The answer isn’t simple. Africa is not turning its back on democracy. What’s happening is more complex. Citizens still want accountable government, but many feel their leaders have not delivered security, jobs, or fairness. When democratic systems seem unresponsive, some people start viewing soldiers as an alternative, even if history shows that military regimes rarely solve the problems they promise to fix. Military rule often replaces one crisis with another: restricted civic spaces, poor governance, weakened institutions, and delayed transitions. No country has developed sustainably under repeated coups.
Yet, dismissing public frustration would also be a mistake. Many African countries are dealing with long-standing issues of corruption, inequality, exclusion, slow justice systems, and economic hardship. When these combine with contested elections or leaders who appear to bend constitutional rules, trust collapses. That collapse creates a space where coups thrive.
The events of 2025 highlight three things. First, no country is fully insulated. Even those with strong democratic histories can suddenly find themselves vulnerable if political tensions and security pressures collide. Benin’s experience proves that. Second, regional institutions still matter. Their early engagement this year prevented at least one attempted takeover from spiraling into a full breakdown. And third, the threat of future coups isn’t going away unless governments confront the root causes: weak oversight over the military, lack of economic opportunity, and political systems that many citizens feel shut out from.
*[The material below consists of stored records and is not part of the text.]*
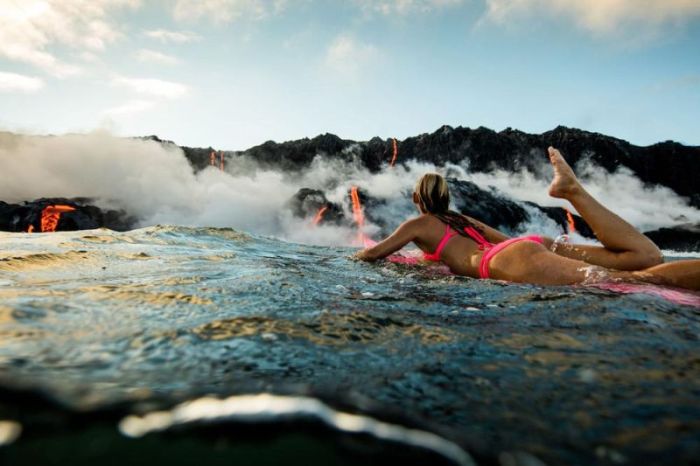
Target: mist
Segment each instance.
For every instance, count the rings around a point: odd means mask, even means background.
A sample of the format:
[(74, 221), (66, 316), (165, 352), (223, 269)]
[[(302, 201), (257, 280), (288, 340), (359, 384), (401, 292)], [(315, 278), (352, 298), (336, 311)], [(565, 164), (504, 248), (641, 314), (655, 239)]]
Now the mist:
[[(393, 228), (416, 214), (410, 194), (427, 171), (493, 186), (513, 200), (543, 206), (568, 206), (547, 194), (548, 179), (527, 171), (470, 173), (467, 166), (407, 161), (370, 173), (359, 161), (318, 156), (302, 172), (260, 168), (245, 156), (227, 161), (226, 171), (210, 167), (193, 173), (182, 150), (150, 140), (124, 139), (105, 132), (66, 136), (0, 133), (0, 200), (88, 197), (105, 209), (123, 209), (139, 226), (177, 224), (232, 227), (256, 234), (319, 245), (348, 245), (352, 227), (314, 226), (292, 216), (287, 203), (300, 188), (323, 190), (352, 218), (348, 193), (353, 185), (384, 202), (373, 212)], [(548, 172), (549, 170), (549, 172)], [(576, 167), (585, 186), (613, 211), (642, 230), (700, 222), (700, 211), (668, 188), (645, 186), (628, 170), (610, 174), (584, 163)], [(543, 167), (542, 173), (551, 173)], [(531, 207), (531, 222), (519, 232), (560, 233), (548, 217)], [(379, 228), (367, 224), (374, 239)]]

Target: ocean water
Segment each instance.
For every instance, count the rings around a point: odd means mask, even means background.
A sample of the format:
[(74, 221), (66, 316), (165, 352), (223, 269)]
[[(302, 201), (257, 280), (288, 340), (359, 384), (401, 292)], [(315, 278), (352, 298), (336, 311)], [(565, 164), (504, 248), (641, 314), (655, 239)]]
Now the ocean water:
[[(119, 438), (313, 418), (448, 463), (700, 455), (698, 307), (354, 252), (230, 228), (0, 233), (0, 384), (63, 416), (118, 410)], [(24, 433), (4, 454), (28, 461), (40, 434), (8, 403)]]

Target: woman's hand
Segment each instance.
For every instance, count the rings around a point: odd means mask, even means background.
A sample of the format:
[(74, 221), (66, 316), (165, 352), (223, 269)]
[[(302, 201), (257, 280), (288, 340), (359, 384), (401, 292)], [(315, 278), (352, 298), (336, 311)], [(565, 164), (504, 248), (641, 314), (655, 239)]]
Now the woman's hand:
[(350, 258), (356, 261), (374, 262), (377, 259), (373, 257), (372, 253), (370, 252), (370, 249), (371, 248), (367, 248), (363, 249), (362, 251), (356, 252)]
[(408, 220), (402, 223), (396, 231), (384, 241), (356, 253), (352, 256), (353, 259), (374, 262), (395, 253), (415, 239), (417, 224), (418, 219)]

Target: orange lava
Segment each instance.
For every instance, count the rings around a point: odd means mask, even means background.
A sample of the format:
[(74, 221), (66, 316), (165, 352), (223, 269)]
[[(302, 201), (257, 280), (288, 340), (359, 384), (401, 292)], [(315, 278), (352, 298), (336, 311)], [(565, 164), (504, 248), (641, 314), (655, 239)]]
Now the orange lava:
[(29, 228), (27, 228), (27, 233), (34, 233), (34, 225), (29, 225)]
[(569, 223), (569, 234), (576, 233), (576, 222), (574, 222), (574, 216), (571, 215), (569, 209), (564, 209), (566, 211), (566, 221)]
[(362, 212), (362, 202), (360, 202), (357, 186), (350, 188), (350, 199), (352, 199), (352, 216), (355, 219), (355, 223), (357, 223), (357, 227), (362, 230), (365, 226), (365, 214)]
[(357, 241), (366, 245), (369, 238), (362, 231), (365, 227), (365, 213), (362, 211), (362, 202), (360, 202), (360, 194), (357, 191), (357, 186), (350, 188), (350, 199), (352, 199), (352, 216), (357, 223)]
[(318, 225), (319, 223), (321, 223), (321, 220), (323, 220), (323, 214), (325, 214), (327, 210), (327, 205), (324, 205), (323, 207), (318, 209), (318, 212), (316, 212), (316, 216), (314, 217), (314, 225)]
[(41, 211), (42, 233), (56, 231), (56, 227), (58, 226), (58, 220), (61, 218), (61, 214), (64, 212), (72, 212), (74, 210), (75, 207), (61, 204), (49, 205), (44, 207), (44, 210)]
[(216, 152), (211, 151), (211, 154), (209, 154), (209, 165), (216, 165)]
[(391, 144), (394, 148), (394, 155), (391, 157), (391, 163), (389, 165), (393, 167), (396, 164), (396, 159), (399, 156), (399, 144), (396, 142), (396, 138), (392, 138)]
[(219, 168), (224, 171), (224, 151), (219, 152), (219, 156), (221, 157)]

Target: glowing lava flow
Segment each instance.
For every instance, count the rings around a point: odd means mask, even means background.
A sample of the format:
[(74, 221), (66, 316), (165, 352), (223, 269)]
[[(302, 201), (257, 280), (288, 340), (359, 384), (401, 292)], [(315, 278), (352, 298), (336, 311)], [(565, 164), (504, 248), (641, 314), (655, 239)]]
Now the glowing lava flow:
[(323, 214), (325, 214), (327, 210), (327, 205), (318, 209), (318, 212), (316, 212), (316, 216), (314, 217), (314, 225), (318, 225), (319, 223), (321, 223), (321, 220), (323, 220)]
[(64, 212), (72, 212), (74, 210), (75, 207), (71, 207), (69, 205), (57, 204), (46, 206), (44, 210), (41, 211), (41, 232), (47, 233), (56, 231), (61, 214)]
[(566, 211), (566, 221), (569, 223), (569, 234), (576, 233), (576, 223), (574, 222), (574, 216), (571, 215), (569, 209), (564, 209)]
[(357, 223), (357, 241), (367, 247), (372, 243), (367, 235), (362, 231), (365, 228), (365, 214), (362, 211), (362, 202), (360, 202), (360, 193), (357, 191), (357, 186), (350, 188), (350, 199), (352, 199), (352, 216)]
[(209, 165), (215, 166), (216, 165), (216, 152), (211, 151), (211, 154), (209, 154)]
[(224, 151), (219, 152), (219, 156), (221, 157), (221, 163), (219, 165), (219, 168), (221, 171), (224, 171)]
[(362, 212), (362, 202), (360, 202), (357, 186), (350, 188), (350, 199), (352, 199), (352, 216), (355, 219), (355, 223), (357, 223), (357, 227), (362, 230), (365, 226), (365, 214)]
[(391, 163), (389, 164), (389, 166), (393, 167), (396, 164), (397, 157), (399, 156), (399, 145), (396, 142), (396, 138), (392, 138), (391, 144), (394, 149), (394, 155), (391, 157)]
There’s also a deeper discussion emerging about whether the model of democracy being practiced is delivering enough. Some analysts argue for reforms that strengthen local governance and reduce the overwhelming concentration of power at the presidential level. Others point to the need for better-managed transitions, stronger legislatures, and genuine investment in civic education. The point is simple:
Democracy cannot survive elections alone. It needs institutions that people trust.
As 2025 ends, the continent sits at a crossroads. Africa’s coups are not just military events; they are political signals. They reveal where states are fragile, where citizens feel unheard, and where institutions are struggling to keep up with the demands of fast-changing societies. But they also show that resistance to unconstitutional rule is still strong from civil society, from parts of the military, and from regional organizations that refuse to normalize military takeovers.
The challenge for 2026 and beyond is whether governments can learn from this year’s warnings. If they reinforce democratic institutions, address insecurity with seriousness, and make political systems more inclusive, the cycle can be broken. If not, the conditions that are driving coups will remain in place.
Africa is not destined for military rule. But democracy on the continent needs attention, humility, and genuine reform. The events of 2025 have made that clearer than ever.